Ariel Sharon, ex premier israeliano, è morto all’età di 85 anni nell’ospedale di Tel Ha Shomer, nei pressi di Tel Aviv, dove era ricoverato da tempo per l’aggravarsi delle sue condizioni.
I funerali di Sharon si svolgeranno prima alla Knesset, il Parlamento di Gerusalemme e quindi nel suo Ranch dei Sicomori, nel Neghev, dove sarà sepolto accanto alla tomba della moglie, Lili.
La notizia della sua scomparsa ha destato enorme cordoglio nella comunità internazionale, così come duri commenti da parte di esponenti palestinesi.
Per il presidente americano, Barack Obama, Sharon, è stato “un leader che ha consacrato la sua vita ad Israele”.
“Il mio caro amico Arik Sharon ha perso oggi la sua ultima battaglia. Arik era un soldato valoroso e un leader che sapeva osare. Amava la sua nazione e la sua nazione lo amava”. E’ il primo commento del capo dello Stato Shimon Peres alla morte dell’ex premier israeliano Ariel Sharon.

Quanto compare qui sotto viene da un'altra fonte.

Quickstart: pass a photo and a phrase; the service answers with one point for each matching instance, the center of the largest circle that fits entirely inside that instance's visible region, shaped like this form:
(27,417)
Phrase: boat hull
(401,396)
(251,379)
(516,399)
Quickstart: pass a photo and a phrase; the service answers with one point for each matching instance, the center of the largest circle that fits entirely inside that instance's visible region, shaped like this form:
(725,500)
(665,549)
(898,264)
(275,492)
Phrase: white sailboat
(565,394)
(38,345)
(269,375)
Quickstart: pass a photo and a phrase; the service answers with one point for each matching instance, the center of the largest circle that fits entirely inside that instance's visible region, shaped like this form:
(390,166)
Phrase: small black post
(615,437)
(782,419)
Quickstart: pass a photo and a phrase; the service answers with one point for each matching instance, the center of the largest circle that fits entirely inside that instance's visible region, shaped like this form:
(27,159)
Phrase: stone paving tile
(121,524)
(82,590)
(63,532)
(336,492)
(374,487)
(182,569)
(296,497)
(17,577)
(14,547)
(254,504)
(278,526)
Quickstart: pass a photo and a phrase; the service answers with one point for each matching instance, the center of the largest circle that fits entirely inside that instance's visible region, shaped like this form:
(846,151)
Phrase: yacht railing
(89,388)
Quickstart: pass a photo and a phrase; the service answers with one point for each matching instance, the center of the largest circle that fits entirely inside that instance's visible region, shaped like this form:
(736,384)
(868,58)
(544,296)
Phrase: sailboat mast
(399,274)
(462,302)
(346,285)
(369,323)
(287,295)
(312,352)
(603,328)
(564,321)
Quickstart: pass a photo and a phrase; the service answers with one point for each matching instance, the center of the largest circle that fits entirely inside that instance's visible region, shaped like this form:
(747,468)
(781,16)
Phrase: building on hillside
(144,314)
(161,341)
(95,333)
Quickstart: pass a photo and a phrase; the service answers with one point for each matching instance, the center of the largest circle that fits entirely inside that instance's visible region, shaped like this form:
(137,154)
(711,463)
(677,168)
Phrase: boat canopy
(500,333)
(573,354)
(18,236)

“La comunità ebraica di Roma piange la morte di Ariel Sharon. La sua memoria resterà indelebile nei nostri cuori e nei libri di storia”. E’ quanto afferma il presidente della Comunità ebraica di Roma, Riccardo Pacifici.
Per il presidente del consiglio dei ministri, Enrico Letta, “è scomparso un leader generoso che ha segnato la storia di Israele e che ha dedicato la vita al servizio del suo paese”.
Di parere opposto, le dichiarazioni di alcuni esponenti di Fatah e di Hamas che hanno definito un “momento storico” la “scomparsa di questo criminale con le mani coperte di sangue palestinese”.